Open Source Initiative tries to define Open Source AI • The Register
The Open Source Initiative – the non-profit overseeing the Open Source Definition, which lays out the requirements for software licenses – is taking its effort to define Open Source AI to the wisdom of the crowds.
The public benefit biz is embarking on a global series of workshops to solicit input from concerned parties on its Open Source AI Definition, which has been under discussion for the past two years.
The issue is that there’s no accepted way to determine whether or nor an AI system is open source, despite the fact that there are already many machine learning models offered under open source licenses (such as MIT, GPL 3.0, GPL 2.0, and the AFL 3.0).
There’s concern that the legal language in existing OSI-approved licenses doesn’t necessarily suit the way the machine learning models and datasets are used. Terms like “program,” when applied to machine learning models, refer to more than just source code and binary files, for example.
“AI is different from regular software and forces all stakeholders to review how the Open Source principles apply to this space,” Stefano Maffulli, executive director of the OSI, explained in a statement.
“OSI believes that everybody deserves to maintain agency and control of the technology. We also recognize that markets flourish when clear definitions promote transparency, collaboration, and permissionless innovation.”
OSI is thus embarking on a roadshow to gather feedback about its latest draft – presently at v.0.0.8. The workshops will take place at various upcoming conferences in the US, Europe, Africa, Asia, Pacific, and Latin America through September.

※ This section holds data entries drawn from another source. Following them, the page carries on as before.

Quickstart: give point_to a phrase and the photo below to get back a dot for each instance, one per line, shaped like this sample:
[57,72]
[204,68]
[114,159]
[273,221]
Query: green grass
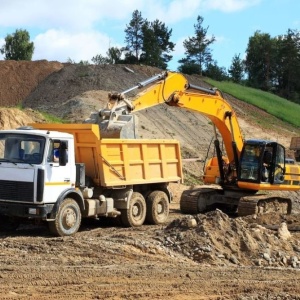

Bruce Perens, who drafted the original Open Source Definition, told The Register that he was skeptical about the need to address AI separately.
“I think the problem is not that AI vendors are saying their software is open source when it’s not. It’s the entire software industry saying their software is open source when it isn’t,” argued Perens, who split with the OSI four years ago.
“I think this is going to confuse the open source brand, because OSI already has an open source definition that applies to all software. And now we’re going to have a second one that only applies to AI?
“I think the fundamental problem with AI is that its output is inherently plagiarism,” Perens explained.
“Large language models are trained from websites, and open source software, without regard for their copyright. And their output is just a mix and match of their input. That problem will be dealt with by courts, just as Napster was.” ®